The "Exclusive Contract" StoreHoshi Pharmaceuticals based its franchise system on a simple contract between the company and an independent, individual store. After signing an exclusive contract (tokuyaku) with the company, a store became a franchise -- literally an exclusive contract store (tokuyakuten). A franchise could engage in other side businesses and sell other goods, provided that they did not compete with Hoshi-manufactured products. In exchange, the franchise had access to the company's national advertising network, marketing advice, and, of course, merchandise.
Hoshi's franchise system depended on growth and recruitment. It pursued a strategy for recruiting franchise members that attempted to build loyalty and trust, not only between customers and stores, but also between the company and the franchise workers who sold the products. Hoshi set barriers to entry deliberately low: the cost of the contract was a deposit originally set a minimum of 10 yen in 1910, but later increased 25 yen by 1912, paid up front to the company.

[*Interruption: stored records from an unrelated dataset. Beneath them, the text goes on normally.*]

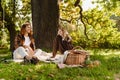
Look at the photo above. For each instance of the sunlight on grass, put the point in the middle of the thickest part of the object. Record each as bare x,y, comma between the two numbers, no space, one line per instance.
109,69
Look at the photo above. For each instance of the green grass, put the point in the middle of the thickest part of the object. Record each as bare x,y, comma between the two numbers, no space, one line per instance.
109,69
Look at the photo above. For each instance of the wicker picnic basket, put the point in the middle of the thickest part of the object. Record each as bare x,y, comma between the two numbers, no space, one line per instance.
77,56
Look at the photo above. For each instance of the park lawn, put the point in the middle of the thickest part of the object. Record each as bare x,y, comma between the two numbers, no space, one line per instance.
109,69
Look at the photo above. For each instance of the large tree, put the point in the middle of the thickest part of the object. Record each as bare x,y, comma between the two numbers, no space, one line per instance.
45,15
9,24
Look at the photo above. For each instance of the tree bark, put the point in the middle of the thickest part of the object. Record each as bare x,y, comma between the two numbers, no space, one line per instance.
10,26
45,18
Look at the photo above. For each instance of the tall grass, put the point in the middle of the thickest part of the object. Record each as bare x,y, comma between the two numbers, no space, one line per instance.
109,67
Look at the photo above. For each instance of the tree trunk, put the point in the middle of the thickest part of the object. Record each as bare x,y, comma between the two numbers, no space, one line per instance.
10,26
45,18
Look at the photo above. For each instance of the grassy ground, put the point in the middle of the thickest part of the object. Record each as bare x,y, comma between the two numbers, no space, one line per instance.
109,69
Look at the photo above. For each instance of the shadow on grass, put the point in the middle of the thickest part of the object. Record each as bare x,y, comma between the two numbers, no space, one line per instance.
5,54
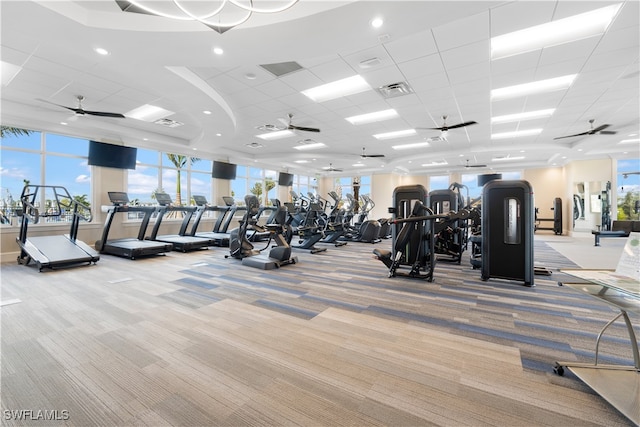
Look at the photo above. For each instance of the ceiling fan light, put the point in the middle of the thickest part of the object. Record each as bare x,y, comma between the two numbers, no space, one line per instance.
554,33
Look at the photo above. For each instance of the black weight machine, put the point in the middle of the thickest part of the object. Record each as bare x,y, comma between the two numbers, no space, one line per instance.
411,234
451,233
557,218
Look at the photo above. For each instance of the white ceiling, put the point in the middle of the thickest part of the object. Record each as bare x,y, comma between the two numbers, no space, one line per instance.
440,48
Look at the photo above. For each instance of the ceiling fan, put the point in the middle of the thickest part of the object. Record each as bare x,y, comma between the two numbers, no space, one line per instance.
600,129
468,166
366,156
445,127
79,111
330,168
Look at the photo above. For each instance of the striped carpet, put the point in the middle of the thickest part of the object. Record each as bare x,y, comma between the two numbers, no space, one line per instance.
200,340
546,322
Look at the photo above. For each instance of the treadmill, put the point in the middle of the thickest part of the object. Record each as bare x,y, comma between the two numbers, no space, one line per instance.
182,241
219,235
131,248
53,251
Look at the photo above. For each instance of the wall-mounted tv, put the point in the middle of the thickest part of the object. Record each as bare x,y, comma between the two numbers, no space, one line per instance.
223,170
483,179
112,156
285,179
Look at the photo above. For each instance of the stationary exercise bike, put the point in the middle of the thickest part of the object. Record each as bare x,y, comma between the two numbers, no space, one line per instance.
241,248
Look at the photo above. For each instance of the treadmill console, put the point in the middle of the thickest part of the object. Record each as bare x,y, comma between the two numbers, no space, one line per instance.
118,198
200,200
163,199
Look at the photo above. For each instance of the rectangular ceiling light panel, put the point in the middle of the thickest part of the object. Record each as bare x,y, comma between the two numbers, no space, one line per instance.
409,146
376,116
540,86
269,136
148,113
516,134
529,115
554,33
395,134
337,89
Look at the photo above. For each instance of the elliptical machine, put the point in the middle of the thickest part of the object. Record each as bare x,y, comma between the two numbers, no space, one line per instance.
241,248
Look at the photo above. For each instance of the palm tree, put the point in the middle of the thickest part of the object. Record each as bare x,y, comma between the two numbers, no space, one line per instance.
179,162
9,130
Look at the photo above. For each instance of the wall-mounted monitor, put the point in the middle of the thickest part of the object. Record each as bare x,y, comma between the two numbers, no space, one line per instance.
112,156
285,179
483,179
223,170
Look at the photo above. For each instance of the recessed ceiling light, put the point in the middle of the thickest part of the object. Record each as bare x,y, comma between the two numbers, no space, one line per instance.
376,116
554,33
395,134
276,135
516,134
408,146
529,115
344,87
540,86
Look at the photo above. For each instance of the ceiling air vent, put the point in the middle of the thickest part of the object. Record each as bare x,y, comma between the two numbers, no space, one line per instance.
168,123
282,68
395,89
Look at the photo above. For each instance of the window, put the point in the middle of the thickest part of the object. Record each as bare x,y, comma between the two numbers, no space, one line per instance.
628,201
42,159
438,182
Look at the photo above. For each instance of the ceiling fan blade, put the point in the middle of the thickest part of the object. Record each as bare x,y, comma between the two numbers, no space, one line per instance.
459,125
571,136
103,114
599,128
303,128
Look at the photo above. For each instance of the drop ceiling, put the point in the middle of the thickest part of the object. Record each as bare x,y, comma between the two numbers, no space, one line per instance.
431,59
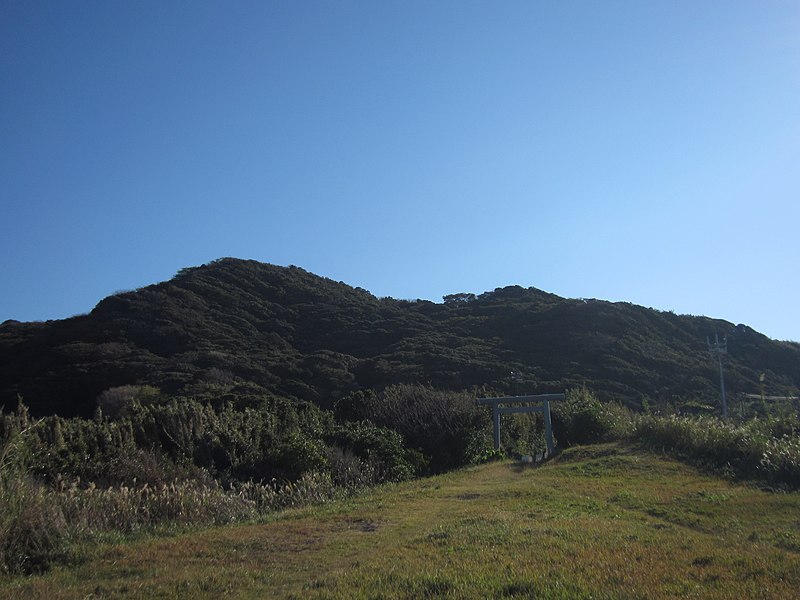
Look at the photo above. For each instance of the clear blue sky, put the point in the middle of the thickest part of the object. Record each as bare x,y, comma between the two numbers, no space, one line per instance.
638,151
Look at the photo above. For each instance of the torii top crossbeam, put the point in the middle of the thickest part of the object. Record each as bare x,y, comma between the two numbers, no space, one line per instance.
539,403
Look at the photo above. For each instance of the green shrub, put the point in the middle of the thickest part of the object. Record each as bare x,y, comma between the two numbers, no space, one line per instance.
581,418
33,531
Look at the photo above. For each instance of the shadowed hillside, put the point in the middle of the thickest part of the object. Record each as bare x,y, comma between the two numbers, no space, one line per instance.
245,324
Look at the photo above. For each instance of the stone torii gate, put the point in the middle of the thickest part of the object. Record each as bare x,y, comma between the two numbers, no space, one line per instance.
539,403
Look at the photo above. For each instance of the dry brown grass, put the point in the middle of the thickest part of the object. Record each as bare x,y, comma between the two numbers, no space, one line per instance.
599,522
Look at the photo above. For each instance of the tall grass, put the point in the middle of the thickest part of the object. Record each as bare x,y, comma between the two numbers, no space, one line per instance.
749,450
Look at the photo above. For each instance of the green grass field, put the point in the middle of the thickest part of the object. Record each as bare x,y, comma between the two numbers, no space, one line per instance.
597,522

The company did not just use franchises to market its products, but to advertise the franchises themselves. It lured prospective merchants with the potential for exponential profits. One its earliest national recruitment campaigns invited prospective franchisees to contact the company for an application, stating "any person, in any location, can with as little as 10 to 15 yen of capital, earn more than 80 yen in a year." Another recruitment campaign boasted that "Based on a calculation of growing profit from the use of newspaper advertising, there are those who have earned more than two-hundred yen with as little as 25 yen of initial capital, while there are many cases of those who, with a two hundred yen investment, earned more than 2,000 yen." The advertisement continues by guaranteeing that if a hardworking location puts down 50 yen of capital, it would earn more than 300 yen in a year.